As you’re reading, or writing, definitions flash, antonyms, synonyms, rhyming dictionary, suggested words etc.

Info-clouds halo’ing the people you meet’s heads.

Endless possibilities. In the future most of our education will probably consist of learning how to find information, how to relate things to other things, and how to manipulate information, rather than the facts and figures approach we have these days.

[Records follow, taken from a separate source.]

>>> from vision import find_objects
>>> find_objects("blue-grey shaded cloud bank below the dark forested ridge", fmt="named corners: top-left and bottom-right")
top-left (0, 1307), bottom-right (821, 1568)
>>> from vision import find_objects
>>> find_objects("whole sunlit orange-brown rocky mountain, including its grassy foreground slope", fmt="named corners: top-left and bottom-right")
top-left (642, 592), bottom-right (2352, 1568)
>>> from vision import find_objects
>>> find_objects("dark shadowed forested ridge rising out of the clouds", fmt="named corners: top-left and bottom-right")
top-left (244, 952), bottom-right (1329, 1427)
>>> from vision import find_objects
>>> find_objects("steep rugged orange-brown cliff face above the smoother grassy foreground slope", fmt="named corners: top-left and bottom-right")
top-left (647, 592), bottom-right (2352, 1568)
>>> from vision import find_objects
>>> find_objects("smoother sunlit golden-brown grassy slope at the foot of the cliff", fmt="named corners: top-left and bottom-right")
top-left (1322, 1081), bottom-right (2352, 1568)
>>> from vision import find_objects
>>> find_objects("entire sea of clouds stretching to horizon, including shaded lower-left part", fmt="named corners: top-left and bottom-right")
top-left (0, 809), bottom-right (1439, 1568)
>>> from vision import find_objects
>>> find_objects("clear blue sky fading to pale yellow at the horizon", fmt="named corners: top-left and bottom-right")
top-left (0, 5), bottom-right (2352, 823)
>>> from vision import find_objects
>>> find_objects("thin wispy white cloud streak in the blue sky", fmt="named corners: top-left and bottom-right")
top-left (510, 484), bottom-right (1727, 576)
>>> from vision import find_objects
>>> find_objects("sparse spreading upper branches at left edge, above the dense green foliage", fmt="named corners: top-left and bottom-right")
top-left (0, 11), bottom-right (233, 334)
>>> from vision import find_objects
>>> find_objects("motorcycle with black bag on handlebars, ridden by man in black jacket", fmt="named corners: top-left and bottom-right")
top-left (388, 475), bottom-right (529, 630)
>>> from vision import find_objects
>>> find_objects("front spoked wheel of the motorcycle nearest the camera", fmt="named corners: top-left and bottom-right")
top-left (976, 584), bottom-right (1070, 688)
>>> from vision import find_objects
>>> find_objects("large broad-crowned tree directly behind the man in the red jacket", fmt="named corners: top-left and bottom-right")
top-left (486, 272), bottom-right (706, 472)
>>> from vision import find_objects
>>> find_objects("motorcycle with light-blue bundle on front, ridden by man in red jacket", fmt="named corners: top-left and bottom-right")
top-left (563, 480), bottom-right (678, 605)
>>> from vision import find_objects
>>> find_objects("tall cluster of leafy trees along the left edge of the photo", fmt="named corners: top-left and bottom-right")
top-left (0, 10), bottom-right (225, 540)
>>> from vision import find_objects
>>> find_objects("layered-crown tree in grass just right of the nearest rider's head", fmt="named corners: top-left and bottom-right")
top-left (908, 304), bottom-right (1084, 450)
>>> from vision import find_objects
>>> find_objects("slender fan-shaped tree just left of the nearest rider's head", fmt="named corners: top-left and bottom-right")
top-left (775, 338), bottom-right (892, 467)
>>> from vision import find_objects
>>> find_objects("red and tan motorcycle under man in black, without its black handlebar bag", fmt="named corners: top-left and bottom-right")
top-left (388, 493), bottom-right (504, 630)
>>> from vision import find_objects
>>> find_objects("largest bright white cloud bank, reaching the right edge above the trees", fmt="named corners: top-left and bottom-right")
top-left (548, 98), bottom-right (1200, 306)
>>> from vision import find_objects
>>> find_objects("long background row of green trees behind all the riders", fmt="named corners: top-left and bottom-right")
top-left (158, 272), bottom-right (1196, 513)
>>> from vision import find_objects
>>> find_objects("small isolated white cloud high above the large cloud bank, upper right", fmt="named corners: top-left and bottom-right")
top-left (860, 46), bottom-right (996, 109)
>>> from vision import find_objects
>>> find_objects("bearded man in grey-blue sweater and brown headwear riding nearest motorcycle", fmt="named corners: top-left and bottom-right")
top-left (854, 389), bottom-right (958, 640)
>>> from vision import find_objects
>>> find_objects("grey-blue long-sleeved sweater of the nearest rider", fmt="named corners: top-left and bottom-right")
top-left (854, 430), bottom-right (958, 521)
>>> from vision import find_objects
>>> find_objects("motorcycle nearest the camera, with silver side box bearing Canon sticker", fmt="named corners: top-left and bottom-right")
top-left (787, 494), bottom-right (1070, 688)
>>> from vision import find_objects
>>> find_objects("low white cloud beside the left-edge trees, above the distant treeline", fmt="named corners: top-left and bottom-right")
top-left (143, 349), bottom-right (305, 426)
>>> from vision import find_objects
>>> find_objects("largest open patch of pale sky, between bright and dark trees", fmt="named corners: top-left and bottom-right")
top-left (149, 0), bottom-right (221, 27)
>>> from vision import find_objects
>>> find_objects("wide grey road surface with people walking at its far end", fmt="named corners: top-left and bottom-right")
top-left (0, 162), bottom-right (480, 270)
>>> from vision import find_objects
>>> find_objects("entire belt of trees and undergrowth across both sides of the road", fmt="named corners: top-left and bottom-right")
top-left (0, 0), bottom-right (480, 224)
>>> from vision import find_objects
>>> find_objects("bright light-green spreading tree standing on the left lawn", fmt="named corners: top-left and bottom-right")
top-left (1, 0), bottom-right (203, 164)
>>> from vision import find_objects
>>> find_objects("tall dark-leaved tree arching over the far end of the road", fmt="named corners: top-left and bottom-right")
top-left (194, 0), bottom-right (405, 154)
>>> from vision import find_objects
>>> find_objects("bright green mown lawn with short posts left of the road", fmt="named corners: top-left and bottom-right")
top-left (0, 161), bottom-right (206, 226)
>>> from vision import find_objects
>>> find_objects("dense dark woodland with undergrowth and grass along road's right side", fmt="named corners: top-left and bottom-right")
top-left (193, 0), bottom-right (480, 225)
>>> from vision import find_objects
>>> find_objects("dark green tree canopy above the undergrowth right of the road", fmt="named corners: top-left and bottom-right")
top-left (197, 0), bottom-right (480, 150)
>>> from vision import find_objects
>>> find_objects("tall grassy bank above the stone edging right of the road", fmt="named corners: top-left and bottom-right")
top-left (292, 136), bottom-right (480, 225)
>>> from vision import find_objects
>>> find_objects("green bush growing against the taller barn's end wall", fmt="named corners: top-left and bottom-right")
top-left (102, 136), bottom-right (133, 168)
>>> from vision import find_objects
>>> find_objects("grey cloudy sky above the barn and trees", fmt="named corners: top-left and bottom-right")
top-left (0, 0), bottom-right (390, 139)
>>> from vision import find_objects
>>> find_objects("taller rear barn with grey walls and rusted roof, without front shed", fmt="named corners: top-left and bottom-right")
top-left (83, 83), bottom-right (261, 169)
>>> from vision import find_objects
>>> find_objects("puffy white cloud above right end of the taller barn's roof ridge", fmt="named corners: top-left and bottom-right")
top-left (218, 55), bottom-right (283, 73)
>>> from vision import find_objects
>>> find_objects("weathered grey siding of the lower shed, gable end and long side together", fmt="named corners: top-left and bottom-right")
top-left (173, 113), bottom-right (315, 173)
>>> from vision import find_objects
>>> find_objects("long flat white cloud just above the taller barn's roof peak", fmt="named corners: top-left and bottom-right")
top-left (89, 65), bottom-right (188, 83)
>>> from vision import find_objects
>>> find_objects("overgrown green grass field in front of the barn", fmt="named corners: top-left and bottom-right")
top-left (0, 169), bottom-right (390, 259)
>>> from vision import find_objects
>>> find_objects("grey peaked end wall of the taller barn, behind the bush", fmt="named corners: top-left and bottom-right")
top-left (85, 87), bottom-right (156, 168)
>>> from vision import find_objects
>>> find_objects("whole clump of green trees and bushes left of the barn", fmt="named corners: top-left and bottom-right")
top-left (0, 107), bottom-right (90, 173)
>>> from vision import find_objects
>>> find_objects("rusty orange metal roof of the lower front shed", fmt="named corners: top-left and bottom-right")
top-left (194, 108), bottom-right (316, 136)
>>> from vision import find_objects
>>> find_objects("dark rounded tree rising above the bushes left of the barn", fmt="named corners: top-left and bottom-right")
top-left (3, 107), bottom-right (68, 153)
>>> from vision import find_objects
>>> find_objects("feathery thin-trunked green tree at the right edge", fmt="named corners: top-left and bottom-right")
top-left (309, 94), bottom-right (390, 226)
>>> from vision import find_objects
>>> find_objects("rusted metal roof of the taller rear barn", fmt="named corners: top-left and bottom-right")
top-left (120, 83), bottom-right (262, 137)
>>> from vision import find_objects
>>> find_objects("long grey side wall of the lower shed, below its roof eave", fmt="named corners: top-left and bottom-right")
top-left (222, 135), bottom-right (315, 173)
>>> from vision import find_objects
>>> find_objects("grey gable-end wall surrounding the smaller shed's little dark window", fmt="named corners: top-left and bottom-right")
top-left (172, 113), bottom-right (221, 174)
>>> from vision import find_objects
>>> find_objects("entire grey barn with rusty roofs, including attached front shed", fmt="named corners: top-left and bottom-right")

But this is already happening where computer/internet connections are strong. I question that it will be the preponderance of future education. The finding of information has always been a growth factor in being considered “educated”. The more information there is available, the greater the need and time spent mastering our personal “search engines”. But just what is information? Answer: Facts and Figures. So who will produce those facts and figures? Answer: Someone with education in facts and figures. So I really don’t see much change in overall education efforts. I agree that tomorrow’s students might be a bit more shallow on the facts and figures end and heavier on the search engine side, but I don’t see much of a broadening of education among the folks. The mind can only absorb as much as the ass can stand, and until there is greater capacity, it’s unlikely that educated humans will be all that much different than today’s version.